Niektóre portale piszą o udanej zemście Świątek.
"Świątek wykonuje misję zemsty na Zheng" - tytułuje relację z meczu Tennisworldusa.org.
"Świątek musiała zmierzyć się z trudnymi warunkami w pierwszym meczu z Zheng od igrzysk olimpijskich w Paryżu, ale tym razem nie pozwoliła na żadną niespodziankę. Dziś od początku Świątek była lepsza, gwałtownie zdobyła dwa przełamania i prowadziła 5:1. Drugi set miał podobny przebieg" - dodają dziennikarze.

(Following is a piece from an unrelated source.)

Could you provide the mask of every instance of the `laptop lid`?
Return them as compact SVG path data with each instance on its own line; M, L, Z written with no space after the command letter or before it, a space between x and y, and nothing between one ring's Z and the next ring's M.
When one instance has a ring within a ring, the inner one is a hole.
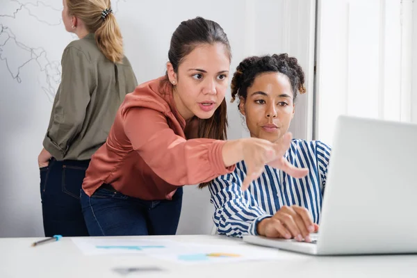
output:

Z kolei Tennisuptodate relację ze spotkania tytułuje: "Słodka zemsta. Świątek dominuje nad Zheng i jest w półfinale Indian Wells". Dziennikarze zwracają uwagę na imponującą serię punktową Polki w drugiej partii.
"Polka dała kolejną mistrzowską lekcję tenisa. Wykorzystała nijaką grę Chinki. W drugim secie Polka miała choćby serię aż 12 punktów z rzędu! Frustracja Zheng była widoczna, ponieważ popełniła nietypowe błędy jak na zawodniczkę jej kalibru. A Świątek miała wszystko cały czas pod kontrolą" - pisze Tennisuptodate.
Tymczasem rosyjski "Championat" podkreśla kapitalną statystykę Polki w Indian Wells.
"Świątek osiąga wyjątkowe osiągnięcie w turnieju kobiet w Indian Wells. i po raz czwarty z rzędu dotarła do półfinału gry pojedynczej w Indian Wells. Od początku istnienia turnieju w 1989 r. żaden inny tenisista nie osiągnął takiej regularności" - pisze Championat, powołując się na statystyki OptaAce.
Zobacz: Miny Abramowicz i Fissete'a mówią wszystko po tym, co zrobiła Świątek
Iga Świątek w półfinale turnieju w Indian Wells zmierzy się ze zwyciężczynią meczu: Elina Switolina (Ukraina, 23. WTA) - Mirra Andriejewa (Rosja, 11. WTA).